Malawian tennis player

Tadala Kandulu Ngosi is a Malawian former national tennis champion and youth development advocate. She is the founder and executive director of MATCH Foundation, a Lilongwe-based non-profit organisation that combines education and sport to support children and young people in Malawi.

== Early life and education ==
Ngosi was born and grew up in Blantyre in Southern Malawi. She began playing tennis at the age of twelve, she is the youngest of four children. She became the youngest winner of the Malawi Open championship at fourteen and later represented Malawi in international competitions. She went on to become a five time Malawian national tennis champion.

She attended Our Lady of Wisdom Secondary School. After secondary school she was selected to pursue a Bachelor of Arts in Media for Development at the University of Malawi. Her tennis career led to an NCAA athletic scholarship at Southern Wesleyan University in the United States where she studied economics and competed in collegiate tennis.

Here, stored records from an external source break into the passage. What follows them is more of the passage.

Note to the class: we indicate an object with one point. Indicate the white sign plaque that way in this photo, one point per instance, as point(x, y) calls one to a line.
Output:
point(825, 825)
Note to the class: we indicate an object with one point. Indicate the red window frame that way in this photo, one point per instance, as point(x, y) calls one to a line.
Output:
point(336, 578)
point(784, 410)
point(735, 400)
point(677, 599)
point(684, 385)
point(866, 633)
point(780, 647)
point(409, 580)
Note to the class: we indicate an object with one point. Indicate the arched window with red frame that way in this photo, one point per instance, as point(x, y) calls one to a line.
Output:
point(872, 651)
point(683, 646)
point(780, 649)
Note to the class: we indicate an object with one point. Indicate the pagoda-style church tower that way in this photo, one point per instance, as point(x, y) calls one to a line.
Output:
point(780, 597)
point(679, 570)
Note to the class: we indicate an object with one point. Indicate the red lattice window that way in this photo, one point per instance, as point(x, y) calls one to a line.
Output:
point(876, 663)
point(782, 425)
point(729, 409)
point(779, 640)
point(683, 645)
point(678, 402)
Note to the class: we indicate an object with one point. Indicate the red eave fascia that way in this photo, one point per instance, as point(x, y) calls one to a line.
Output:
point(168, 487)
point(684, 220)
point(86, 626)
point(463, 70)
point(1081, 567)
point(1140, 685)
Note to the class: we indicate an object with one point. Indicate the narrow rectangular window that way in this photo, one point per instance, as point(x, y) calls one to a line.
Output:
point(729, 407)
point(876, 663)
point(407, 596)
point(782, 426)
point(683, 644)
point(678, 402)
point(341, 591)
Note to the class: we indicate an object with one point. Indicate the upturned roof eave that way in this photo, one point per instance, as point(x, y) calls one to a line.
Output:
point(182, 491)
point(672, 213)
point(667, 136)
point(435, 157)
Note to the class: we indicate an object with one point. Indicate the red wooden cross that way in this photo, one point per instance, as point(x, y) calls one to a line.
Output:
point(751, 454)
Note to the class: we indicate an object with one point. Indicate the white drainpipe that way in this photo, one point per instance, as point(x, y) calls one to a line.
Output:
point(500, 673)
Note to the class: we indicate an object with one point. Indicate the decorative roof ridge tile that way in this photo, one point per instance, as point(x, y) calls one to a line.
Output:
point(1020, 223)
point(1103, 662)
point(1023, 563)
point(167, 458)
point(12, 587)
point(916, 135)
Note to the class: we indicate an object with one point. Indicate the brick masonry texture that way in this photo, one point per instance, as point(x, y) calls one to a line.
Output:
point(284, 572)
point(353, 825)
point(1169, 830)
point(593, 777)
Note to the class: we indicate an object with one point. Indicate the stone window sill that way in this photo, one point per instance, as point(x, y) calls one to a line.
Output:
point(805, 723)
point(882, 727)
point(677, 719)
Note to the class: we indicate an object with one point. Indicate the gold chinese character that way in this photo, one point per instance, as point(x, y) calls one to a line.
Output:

During her studies at Wesleyan she also worked as a sponsorship and development intern.She later studied development studies at the University of Malawi.

== Career ==
Ngosi has said that her experiences of limited educational and sporting opportunities in Malawi, followed by exposure to better resourced facilities in the United States, motivated her to create opportunities for young Malawians. She founded MATCH Foundation in Lilongwe to use education and sport as tools for youth development.

The Foundation describes itself as a sport for development organisations whose programs include after school learning, sport, leadership training, school and sports-infrastructure development, and initiatives intended to keep girls in school. In June 2025, MATCH Foundation organised a junior tennis championship at Lilongwe Golf Club involving under-14 and under-16 players from Lilongwe, Ntcheu and Blantyre. At the tournament, Ngosi called for greater investment in tennis and more opportunities for young players to participate competitions. Match Foundation also partners with Malawian agricultural organisation ACADES on a youth entrepreneurship programme.

In March 2026, Ngosi supported the Ministry of Youth, sports and Culture's review of Malawi's National Sports Policy and argued that the revised policy should address mental health and youth policy.

== Recognition ==
Ngosi has received Malawi's National Youth SDG Award and a National Youth Impact and Leadership Award.

She was selected for the Aspire Leadership Programme run by AL for Education.